Se estaba hablando de comunicarse, de entenderse. ¿Es lo mismo entender y comunicarse? El grupo inicia así, un pequeño alto en el camino. Pasan al nivel metadiscursivo -es decir, hablan de lo que se está hablando-, para aclarar esta cuestión terminológica. Es interesante darse cuenta -como ellos se dieron cuenta-, de que se puede medir el grado de comunicación a través del grado de entendimiento. Si nos estamos entendiendo, nos estamos comunicando. Y, a su vez, ¿de qué modo podemos saber si nos hemos entendido? –Si estamos de acuerdo, se dijo. Respuesta al uso que hay que pensar más a fondo: para poder pensar lo no pensado. Realmente, ¿no podemos llegar a entendernos sin estar de acuerdo? Si ello fuera posible, es decir, entenderse sin tener que estar de acuerdo, quizás podrían observarse desde un mejor otero nuestras relaciones con otros, a menudo conflictivas, a menudo desesperantes o desgarradas. Muchas discusiones serían productivas, en lugar de destructivas. Aceptar que no siempre podemos estar de acuerdo, ni podemos coincidir del todo, ¿no aliviaría lo bastante una relación como para convivir aceptablemente? ¿Qué os parece? ¿Dejamos de perseguir convencer a nadie, dejamos de perseguir estar de acuerdo en todo con todo el mundo? Quizás se podría abrir un mundo nuevo de relaciones más humanas. Si el objetivo hubiera sido entenderse, en lugar de estar de acuerdo (o más bien, muchas veces, que el otro esté de acuerdo conmigo); en lugar de convencerlo, de persuadirlo a toda costa, de ganar la pugna de la razón (en realidad, la batalla del “yo tengo la razón”), en tantas y tantas situaciones, ¿no nos hubiera cantado otro gallo? ¿No hubiera cantado otro gallo también aquel día? ¿Te acuerdas?

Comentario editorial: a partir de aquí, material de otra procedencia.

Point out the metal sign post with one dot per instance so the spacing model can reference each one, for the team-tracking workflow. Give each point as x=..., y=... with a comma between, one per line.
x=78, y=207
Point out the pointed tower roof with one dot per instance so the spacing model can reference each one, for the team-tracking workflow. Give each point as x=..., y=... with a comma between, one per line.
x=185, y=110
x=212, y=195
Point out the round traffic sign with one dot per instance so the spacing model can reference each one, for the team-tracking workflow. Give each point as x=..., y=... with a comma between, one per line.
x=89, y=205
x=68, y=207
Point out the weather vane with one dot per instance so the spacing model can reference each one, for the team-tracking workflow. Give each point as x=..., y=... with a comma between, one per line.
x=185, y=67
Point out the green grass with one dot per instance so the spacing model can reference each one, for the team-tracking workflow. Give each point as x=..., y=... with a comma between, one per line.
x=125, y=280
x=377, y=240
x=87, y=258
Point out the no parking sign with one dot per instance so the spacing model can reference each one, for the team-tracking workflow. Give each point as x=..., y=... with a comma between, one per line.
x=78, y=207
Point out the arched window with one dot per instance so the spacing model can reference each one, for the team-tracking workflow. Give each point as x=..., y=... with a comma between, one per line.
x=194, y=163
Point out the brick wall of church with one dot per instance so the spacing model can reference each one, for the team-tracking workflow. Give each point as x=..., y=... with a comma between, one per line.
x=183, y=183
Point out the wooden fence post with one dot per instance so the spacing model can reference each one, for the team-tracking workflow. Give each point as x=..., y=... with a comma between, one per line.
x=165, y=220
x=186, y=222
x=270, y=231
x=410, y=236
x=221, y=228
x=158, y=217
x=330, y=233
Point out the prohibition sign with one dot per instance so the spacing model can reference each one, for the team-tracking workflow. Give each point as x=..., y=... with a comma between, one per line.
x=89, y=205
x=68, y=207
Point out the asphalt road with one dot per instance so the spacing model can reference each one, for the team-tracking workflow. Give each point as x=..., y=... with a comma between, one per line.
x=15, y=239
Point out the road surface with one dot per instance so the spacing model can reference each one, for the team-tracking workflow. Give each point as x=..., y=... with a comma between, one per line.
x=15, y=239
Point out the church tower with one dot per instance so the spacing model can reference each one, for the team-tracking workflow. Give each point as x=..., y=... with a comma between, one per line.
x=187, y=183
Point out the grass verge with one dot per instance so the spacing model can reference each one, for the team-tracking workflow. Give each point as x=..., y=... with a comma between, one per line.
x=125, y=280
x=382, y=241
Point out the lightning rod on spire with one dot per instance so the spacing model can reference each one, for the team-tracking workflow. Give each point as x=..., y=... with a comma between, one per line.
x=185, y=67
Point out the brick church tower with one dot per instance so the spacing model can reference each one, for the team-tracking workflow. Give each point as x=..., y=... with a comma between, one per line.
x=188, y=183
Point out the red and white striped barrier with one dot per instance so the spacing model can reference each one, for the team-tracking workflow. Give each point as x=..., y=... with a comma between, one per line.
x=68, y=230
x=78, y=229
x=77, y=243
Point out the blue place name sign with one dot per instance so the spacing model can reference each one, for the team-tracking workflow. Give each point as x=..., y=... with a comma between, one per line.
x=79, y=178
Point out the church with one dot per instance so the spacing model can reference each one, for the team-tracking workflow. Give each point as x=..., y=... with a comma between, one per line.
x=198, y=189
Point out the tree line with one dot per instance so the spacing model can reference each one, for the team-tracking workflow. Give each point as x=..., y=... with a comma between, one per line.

¿Con quién es más fácil entenderse, con alguien extraño o con alguien familiar? El moderador obliga así a retomar así un hilo de discusión anterior, por si podía dar más de sí, estirarse un poco todavía. Porque sucede a veces que nos resulta más fácil y más cómodo comunicarte siendo tú mismo con un extraño. A veces le contamos de nosotros mismos algo que difícilmente confesaríamos a alguien cercano. ¿Qué puede significar esto? Y el grupo se ratifica en la misma línea argumentativa de antes. Será que estamos convencidos plenamente de ello. Y, puesto que se ha arribado al mismo puerto, lo tomaremos como verdad. Una verdad siempre provisional, siempre situada, siempre propia del momento y de las personas de ese momento. Se trata de investigar juntos, y como se trata de una investigación, la investigación nunca concluye del todo. Le sucede hasta a la ciencia mejor establecida socialmente. Seguimos contando: ¿por qué es más fácil entendernos con un extraño en el tren? (Aunque pueda dar alguna vez para un guión cinematográfico de Hitchcock) Porque no interfieren intereses personales que obstaculicen la comunicación. Ponemos lo mejor de nosotros y ponemos todos nuestros sentidos en lo que el otro está diciendo. Es normal que, de esa manera, nos entendamos mejor. De nuevo, ¡otro gallo nos cantaría! ¿No te parece? Si tratáramos a la persona que tenemos delante como si la viésemos la primera vez, no presuponiendo nada y, en todo caso, presuponiendo algún conocimiento previo, sólo si contribuye a facilitar el entendimiento.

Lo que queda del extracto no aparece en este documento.